42i8        ; int8   -- value 42
200u8       ; uint8  -- value 200
1000i16     ; int16
0xFFu32     ; uint32 -- hex literal
2.5f32      ; float32
3.14159f64  ; float64 (same as 3.14159)

Unsuffixed integer literals have type int (int64). Unsuffixed float literals have type float (float64).

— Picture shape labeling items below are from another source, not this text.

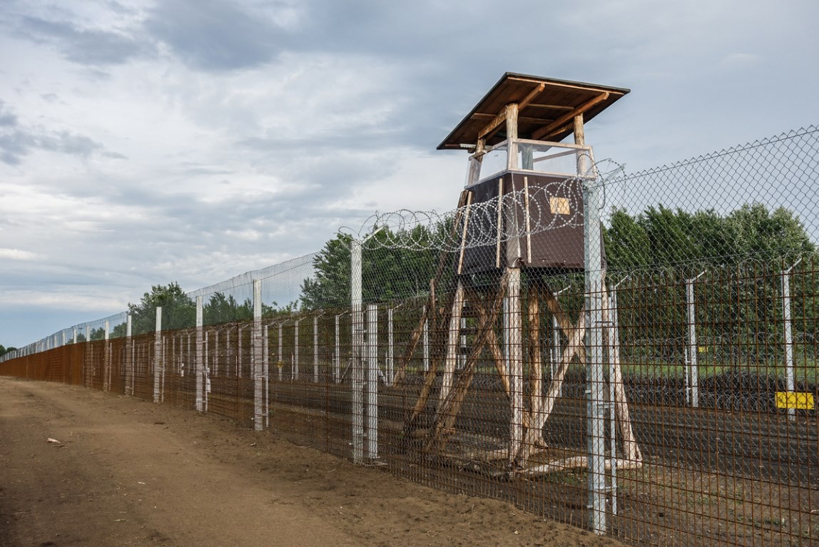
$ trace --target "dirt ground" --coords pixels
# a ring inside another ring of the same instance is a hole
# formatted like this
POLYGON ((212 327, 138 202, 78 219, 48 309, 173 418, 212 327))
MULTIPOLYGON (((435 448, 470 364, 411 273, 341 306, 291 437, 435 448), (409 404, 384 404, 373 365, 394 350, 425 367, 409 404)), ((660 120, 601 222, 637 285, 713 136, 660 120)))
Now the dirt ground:
POLYGON ((194 411, 0 377, 0 547, 157 544, 622 545, 194 411))

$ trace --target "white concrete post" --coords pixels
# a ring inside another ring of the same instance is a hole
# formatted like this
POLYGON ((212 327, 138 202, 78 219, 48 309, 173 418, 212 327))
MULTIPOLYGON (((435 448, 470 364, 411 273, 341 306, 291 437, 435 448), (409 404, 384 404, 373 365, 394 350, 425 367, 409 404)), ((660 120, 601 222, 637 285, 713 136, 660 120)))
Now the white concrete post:
POLYGON ((102 391, 111 391, 111 342, 108 341, 108 334, 111 323, 108 319, 105 320, 105 330, 102 332, 102 339, 105 343, 102 346, 102 391))
MULTIPOLYGON (((427 306, 423 306, 423 313, 427 313, 427 306)), ((429 370, 429 318, 423 319, 423 372, 429 370)))
POLYGON ((156 307, 156 326, 154 330, 154 402, 160 402, 160 380, 165 368, 162 361, 162 307, 156 307))
POLYGON ((131 314, 125 316, 125 393, 133 395, 133 341, 131 314))
POLYGON ((313 382, 319 383, 319 316, 313 318, 313 382))
MULTIPOLYGON (((86 387, 91 387, 91 377, 93 373, 93 355, 91 355, 91 326, 88 323, 85 323, 85 343, 88 346, 85 346, 85 357, 84 359, 83 367, 85 369, 85 384, 86 387)), ((34 348, 36 351, 36 348, 34 348)))
POLYGON ((378 306, 367 306, 367 459, 378 458, 378 306))
MULTIPOLYGON (((580 173, 585 173, 585 169, 580 173)), ((586 400, 590 525, 595 534, 603 535, 606 533, 606 467, 600 204, 600 183, 595 179, 584 180, 583 254, 586 266, 586 400)))
POLYGON ((293 323, 293 380, 299 379, 299 322, 293 323))
POLYGON ((262 355, 262 377, 264 379, 264 390, 265 395, 263 399, 265 400, 265 427, 268 427, 270 425, 270 332, 268 325, 265 325, 265 332, 262 335, 265 337, 265 351, 262 355))
POLYGON ((686 402, 696 409, 699 406, 699 369, 697 368, 697 312, 694 298, 694 283, 703 277, 686 279, 686 322, 688 323, 688 345, 686 352, 686 402))
MULTIPOLYGON (((800 258, 788 269, 782 272, 782 325, 785 334, 785 382, 788 393, 796 391, 794 377, 793 323, 790 319, 790 273, 802 262, 800 258)), ((790 405, 789 405, 790 406, 790 405)), ((788 420, 796 420, 796 409, 788 409, 788 420)))
POLYGON ((202 400, 202 412, 207 412, 208 394, 210 393, 210 367, 208 364, 208 332, 205 331, 205 348, 202 351, 202 360, 205 362, 205 395, 202 400))
POLYGON ((351 248, 350 292, 352 307, 352 441, 353 462, 364 459, 364 310, 361 291, 361 242, 353 241, 351 248))
POLYGON ((251 368, 253 371, 253 429, 265 427, 262 377, 261 279, 253 280, 253 332, 251 337, 251 368))
POLYGON ((205 348, 203 330, 205 328, 204 306, 202 297, 197 296, 197 350, 196 350, 196 368, 197 368, 197 410, 202 412, 205 409, 205 348))
POLYGON ((282 381, 282 368, 284 368, 284 361, 282 360, 282 323, 278 323, 278 360, 276 368, 278 368, 278 381, 282 381))
POLYGON ((392 385, 392 381, 396 377, 396 346, 392 335, 392 310, 390 308, 387 310, 387 382, 389 386, 392 385))
POLYGON ((333 358, 333 379, 337 384, 342 381, 342 344, 338 331, 339 318, 341 318, 341 314, 336 315, 336 350, 333 358))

No Implicit Coercion -- Use (as ...) Explicitly

Turmeric does not implicitly widen or narrow numeric values. Mixing two distinct numeric kinds in an arithmetic or comparison expression is a compile error (TUR-E0042):

(+ 1i8 2i16)      ; error TUR-E0042: int8 and int16 cannot be mixed
(+ 1i32 2)        ; error TUR-E0042: int32 and int (int64) cannot be mixed
(< 1.5f32 2.0)    ; error TUR-E0042: float32 and float cannot be mixed

To operate on values of different widths, cast one side with (as type expr):

(+ 1i8 (as int8 2i16))      ; narrow 2i16 to int8
(+ (as int16 1i8) 2i16)     ; widen 1i8 to int16

(+ 1i32 (as int32 2))       ; narrow canonical int to int32
(+ (as int 1i32) 2)         ; widen int32 to int64

(< 1.5f32 (as float32 2.0)) ; narrow float64 literal to float32

Rationale

Implicit numeric coercion makes it easy to accidentally widen a computation to 64 bits where a 32-bit or narrower representation was intended. It also obscures the ABI boundary: a function declared to return :int32 should not silently widen every intermediate value to int64_t in the emitted C. Requiring explicit (as ...) makes the intent visible in source and keeps the generated C free of unintended int64_t round-trips.

Arithmetic Operators

All standard arithmetic and comparison operators are available for each numeric kind. Both operands must have the same kind:

(+ 10i8 20i8)       ; int8 + int8   -> int8
(mod 100u32 7u32)   ; uint32 mod uint32 -> uint32
(< 1i32 2i32)       ; int32 < int32  -> bool
(= 42u8 42u8)       ; uint8 = uint8  -> bool
(+ 1.5f32 2.5f32)   ; float32 + float32 -> float32

Casting with (as ...)

(as TargetType expr) converts a value to a different numeric kind. The conversion is the same as a C explicit cast -- no overflow checking is performed:

(as int8  300)          ; wraps: 300 mod 256 = 44
(as uint8 -1)           ; wraps: 255
(as float32 1i32)       ; integer -> float
(as int32 3.7f32)       ; truncates: 3

Casts between signed and unsigned types of the same width reinterpret the bit pattern at the C level.

Struct Fields

Struct fields can use any numeric kind:

(defstruct Pixel
  [r :uint8
   g :uint8
   b :uint8
   a :uint8])

(defstruct Vec3f
  [x :float32
   y :float32
   z :float32])

The generated C struct uses the corresponding <stdint.h> types (uint8_t, float, etc.) directly, with no int64_t boxing for fields of fully-known width.

Bitwise Operations

bit-and, bit-or, bit-xor, bit-shl, and bit-shr operate on the canonical int type. To use them on narrower types, cast to int, operate, then cast back:

(let [x 0xF0u8
      y 0x0Fu8]
  (as uint8 (bit-and (as int x) (as int y))))  ; => 0u8

See Phase C of the unboxing plan for kind-preserving bitwise ops.

Test Surface

The numeric-types-cast fixture covers the main casting scenarios. The sized-mixed-arith-error fixture covers every operator that rejects mixed-width operands and expects TUR-E0042 on each.